Moving Towards Statistical Machines in Health Sciences
Berkeley Public Health Brown Bag Talk, November 10 2020
Alan Hubbard: Moving Towards Statistical Machines in Health Sciences
Recent years have seen the rapid rise of the use of data adaptive, machine learning (ML) algorithms in health sciences. Their use has seen some success, but also some reason for caution in how they can be misused. Some of this has to do with the idiosyncratic manner in which ML is deployed, guided less by theory and more by practical metrics (e.g., prediction performance of the algorithm in a test set). Both recently develop methodology/theory has suggested the potential of true statistical machines: algorithms where the required information is inputted including the desired statistical summaries, a button is pressed, and estimation/inference are optimized automatically with little input and “experimentation” by the analyst. The methods to do so represent a break with traditional statistical analysis and its teaching, which require a re-think of how we apply statistical methodology in public health, and how to change the curriculum to better train students to understand these developments. The talk will both present a background in the development of statistical machines, as well as possible future developments, how machines can help to improve reliability of public health science, always with an eye on the public health goals.

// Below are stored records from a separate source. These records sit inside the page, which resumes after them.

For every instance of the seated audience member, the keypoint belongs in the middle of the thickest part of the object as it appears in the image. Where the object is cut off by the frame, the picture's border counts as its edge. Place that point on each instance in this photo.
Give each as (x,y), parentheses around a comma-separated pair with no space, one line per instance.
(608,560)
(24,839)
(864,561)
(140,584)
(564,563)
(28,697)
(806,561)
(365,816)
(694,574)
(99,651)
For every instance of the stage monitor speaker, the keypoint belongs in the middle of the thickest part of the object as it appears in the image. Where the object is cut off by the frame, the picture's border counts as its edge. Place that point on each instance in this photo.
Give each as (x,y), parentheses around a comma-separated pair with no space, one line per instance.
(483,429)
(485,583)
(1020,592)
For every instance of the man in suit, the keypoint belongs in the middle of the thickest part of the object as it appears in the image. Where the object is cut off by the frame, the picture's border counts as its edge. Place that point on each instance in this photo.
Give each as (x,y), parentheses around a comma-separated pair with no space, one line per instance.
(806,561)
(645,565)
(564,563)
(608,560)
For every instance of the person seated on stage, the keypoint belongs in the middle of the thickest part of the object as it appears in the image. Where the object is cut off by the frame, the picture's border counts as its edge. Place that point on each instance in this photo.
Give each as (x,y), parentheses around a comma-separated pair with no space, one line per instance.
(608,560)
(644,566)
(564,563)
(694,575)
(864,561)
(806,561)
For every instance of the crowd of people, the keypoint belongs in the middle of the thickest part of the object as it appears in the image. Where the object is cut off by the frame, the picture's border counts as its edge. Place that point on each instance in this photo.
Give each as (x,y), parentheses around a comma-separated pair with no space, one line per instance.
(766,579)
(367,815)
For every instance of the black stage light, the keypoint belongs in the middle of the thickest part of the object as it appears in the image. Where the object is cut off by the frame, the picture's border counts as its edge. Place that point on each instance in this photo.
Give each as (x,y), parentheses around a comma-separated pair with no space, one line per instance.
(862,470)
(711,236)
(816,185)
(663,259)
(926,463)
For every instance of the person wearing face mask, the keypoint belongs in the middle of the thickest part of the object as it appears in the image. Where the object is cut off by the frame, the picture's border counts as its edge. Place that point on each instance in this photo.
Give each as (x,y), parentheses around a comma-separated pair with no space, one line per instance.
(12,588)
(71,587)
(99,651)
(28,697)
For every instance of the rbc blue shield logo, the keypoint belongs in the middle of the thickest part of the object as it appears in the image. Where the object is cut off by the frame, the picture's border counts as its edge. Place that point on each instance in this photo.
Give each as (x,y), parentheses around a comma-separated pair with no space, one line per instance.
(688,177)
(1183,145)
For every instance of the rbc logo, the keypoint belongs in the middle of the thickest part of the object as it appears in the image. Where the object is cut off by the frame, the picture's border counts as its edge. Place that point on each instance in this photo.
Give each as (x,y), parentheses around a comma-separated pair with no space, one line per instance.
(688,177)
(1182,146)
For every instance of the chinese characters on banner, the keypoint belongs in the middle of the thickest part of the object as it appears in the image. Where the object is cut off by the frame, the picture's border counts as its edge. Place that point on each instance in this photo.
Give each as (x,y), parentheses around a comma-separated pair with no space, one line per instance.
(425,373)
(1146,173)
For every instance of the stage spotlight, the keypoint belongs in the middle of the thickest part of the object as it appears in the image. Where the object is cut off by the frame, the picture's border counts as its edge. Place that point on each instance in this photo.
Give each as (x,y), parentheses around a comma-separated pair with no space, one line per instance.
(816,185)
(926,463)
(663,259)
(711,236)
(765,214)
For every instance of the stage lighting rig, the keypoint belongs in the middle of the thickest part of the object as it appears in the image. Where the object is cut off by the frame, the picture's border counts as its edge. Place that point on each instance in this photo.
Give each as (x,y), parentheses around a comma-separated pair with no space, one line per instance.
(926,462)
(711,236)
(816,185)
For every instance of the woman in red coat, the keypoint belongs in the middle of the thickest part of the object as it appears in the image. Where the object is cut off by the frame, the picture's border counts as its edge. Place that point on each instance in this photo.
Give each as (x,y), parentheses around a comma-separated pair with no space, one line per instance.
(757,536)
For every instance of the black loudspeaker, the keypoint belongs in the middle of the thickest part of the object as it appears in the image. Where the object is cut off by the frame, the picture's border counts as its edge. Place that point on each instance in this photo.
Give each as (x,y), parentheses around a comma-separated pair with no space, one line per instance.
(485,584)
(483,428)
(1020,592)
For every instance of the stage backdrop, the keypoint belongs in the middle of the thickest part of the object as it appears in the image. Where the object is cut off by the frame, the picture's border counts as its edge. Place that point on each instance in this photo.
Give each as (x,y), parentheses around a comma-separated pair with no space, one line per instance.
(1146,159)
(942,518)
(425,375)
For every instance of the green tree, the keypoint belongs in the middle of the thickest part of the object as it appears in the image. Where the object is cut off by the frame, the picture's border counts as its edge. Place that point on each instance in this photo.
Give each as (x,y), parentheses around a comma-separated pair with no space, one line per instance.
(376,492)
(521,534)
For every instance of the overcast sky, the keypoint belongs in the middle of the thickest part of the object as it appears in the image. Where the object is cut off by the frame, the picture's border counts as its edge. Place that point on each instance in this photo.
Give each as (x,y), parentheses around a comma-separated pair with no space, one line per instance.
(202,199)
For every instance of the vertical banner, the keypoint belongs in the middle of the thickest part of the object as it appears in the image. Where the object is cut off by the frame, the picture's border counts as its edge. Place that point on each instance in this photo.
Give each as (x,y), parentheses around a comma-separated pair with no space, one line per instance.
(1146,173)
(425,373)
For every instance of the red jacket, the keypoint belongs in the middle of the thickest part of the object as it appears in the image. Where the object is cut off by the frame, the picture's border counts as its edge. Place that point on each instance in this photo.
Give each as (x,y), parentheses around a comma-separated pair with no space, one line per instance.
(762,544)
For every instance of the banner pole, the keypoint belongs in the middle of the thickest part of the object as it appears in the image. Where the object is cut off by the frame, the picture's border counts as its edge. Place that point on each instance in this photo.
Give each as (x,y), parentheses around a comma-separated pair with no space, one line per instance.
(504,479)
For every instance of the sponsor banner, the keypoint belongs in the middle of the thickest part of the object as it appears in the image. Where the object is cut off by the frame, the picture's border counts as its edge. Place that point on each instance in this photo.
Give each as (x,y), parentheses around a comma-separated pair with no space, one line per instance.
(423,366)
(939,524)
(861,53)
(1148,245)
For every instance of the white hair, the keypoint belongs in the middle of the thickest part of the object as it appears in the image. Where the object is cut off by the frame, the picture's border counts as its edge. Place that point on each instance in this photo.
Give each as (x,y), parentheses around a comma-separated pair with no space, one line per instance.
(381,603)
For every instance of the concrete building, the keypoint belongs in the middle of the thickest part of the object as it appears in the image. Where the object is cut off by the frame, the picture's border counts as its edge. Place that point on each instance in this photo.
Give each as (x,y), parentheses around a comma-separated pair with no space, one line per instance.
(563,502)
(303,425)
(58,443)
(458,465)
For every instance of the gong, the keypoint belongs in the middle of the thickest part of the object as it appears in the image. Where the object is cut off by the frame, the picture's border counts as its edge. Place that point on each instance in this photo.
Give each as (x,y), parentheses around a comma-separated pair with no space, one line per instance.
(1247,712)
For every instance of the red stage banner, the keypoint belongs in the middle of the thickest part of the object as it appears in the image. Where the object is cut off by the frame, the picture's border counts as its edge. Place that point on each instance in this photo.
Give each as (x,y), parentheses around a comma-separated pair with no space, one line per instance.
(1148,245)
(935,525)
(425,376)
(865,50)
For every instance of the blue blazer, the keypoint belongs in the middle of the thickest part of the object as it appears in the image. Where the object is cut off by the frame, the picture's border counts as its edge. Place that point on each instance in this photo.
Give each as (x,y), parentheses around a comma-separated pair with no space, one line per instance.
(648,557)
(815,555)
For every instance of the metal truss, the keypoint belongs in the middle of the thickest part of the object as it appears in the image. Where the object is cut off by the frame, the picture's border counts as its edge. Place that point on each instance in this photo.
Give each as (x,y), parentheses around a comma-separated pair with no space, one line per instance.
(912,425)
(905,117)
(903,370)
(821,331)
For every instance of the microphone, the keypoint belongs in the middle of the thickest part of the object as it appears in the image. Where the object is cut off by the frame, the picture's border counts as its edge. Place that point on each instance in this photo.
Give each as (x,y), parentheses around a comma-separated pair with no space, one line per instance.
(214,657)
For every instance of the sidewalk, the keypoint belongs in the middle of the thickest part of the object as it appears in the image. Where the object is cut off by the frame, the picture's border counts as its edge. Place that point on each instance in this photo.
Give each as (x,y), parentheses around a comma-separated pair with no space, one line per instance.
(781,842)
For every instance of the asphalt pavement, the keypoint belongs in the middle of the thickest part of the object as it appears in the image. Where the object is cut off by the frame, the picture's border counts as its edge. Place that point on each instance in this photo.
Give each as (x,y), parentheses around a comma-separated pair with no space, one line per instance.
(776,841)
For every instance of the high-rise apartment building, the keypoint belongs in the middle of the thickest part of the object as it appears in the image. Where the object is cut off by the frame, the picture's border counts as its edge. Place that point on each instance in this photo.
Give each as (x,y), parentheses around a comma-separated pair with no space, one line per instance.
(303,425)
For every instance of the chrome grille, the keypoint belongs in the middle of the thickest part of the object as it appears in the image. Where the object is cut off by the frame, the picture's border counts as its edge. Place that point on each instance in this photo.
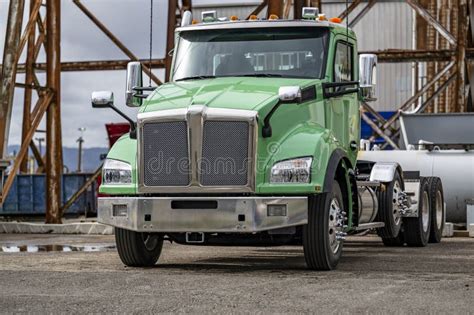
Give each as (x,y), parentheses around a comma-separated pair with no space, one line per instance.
(224,159)
(165,154)
(218,146)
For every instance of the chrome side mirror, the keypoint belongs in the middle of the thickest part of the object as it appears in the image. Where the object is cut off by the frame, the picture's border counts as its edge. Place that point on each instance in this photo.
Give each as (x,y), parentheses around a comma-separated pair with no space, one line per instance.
(134,80)
(368,77)
(289,94)
(102,99)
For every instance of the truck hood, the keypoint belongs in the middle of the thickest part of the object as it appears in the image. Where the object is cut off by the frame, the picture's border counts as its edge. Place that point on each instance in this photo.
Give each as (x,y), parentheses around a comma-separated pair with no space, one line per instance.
(249,93)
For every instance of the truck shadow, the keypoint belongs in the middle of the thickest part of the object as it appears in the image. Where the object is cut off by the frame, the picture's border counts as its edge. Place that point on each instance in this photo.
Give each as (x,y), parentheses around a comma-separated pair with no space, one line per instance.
(270,261)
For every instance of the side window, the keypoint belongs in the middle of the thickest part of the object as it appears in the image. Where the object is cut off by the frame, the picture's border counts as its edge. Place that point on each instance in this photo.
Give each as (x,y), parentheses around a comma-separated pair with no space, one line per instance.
(343,63)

Alan Hubbard’s (UC Berkeley Professor of Biostatistics) research focuses on the application of statistics to population studies with emphasis on semi-parametric models in causal inference, as well as applications in high dimensional biology. Applied work ranges from molecular biology of aging, wildlife biology, epidemiology, and infectious disease modeling, but most of his work has focused on semi-parametric estimation and inference with high-dimensional data. He is particularly interested in harnessing machine-learning algorithms and advances in semiparametric causal inference towards machines for optimizing estimation of parameters related to causal inference/variable importance.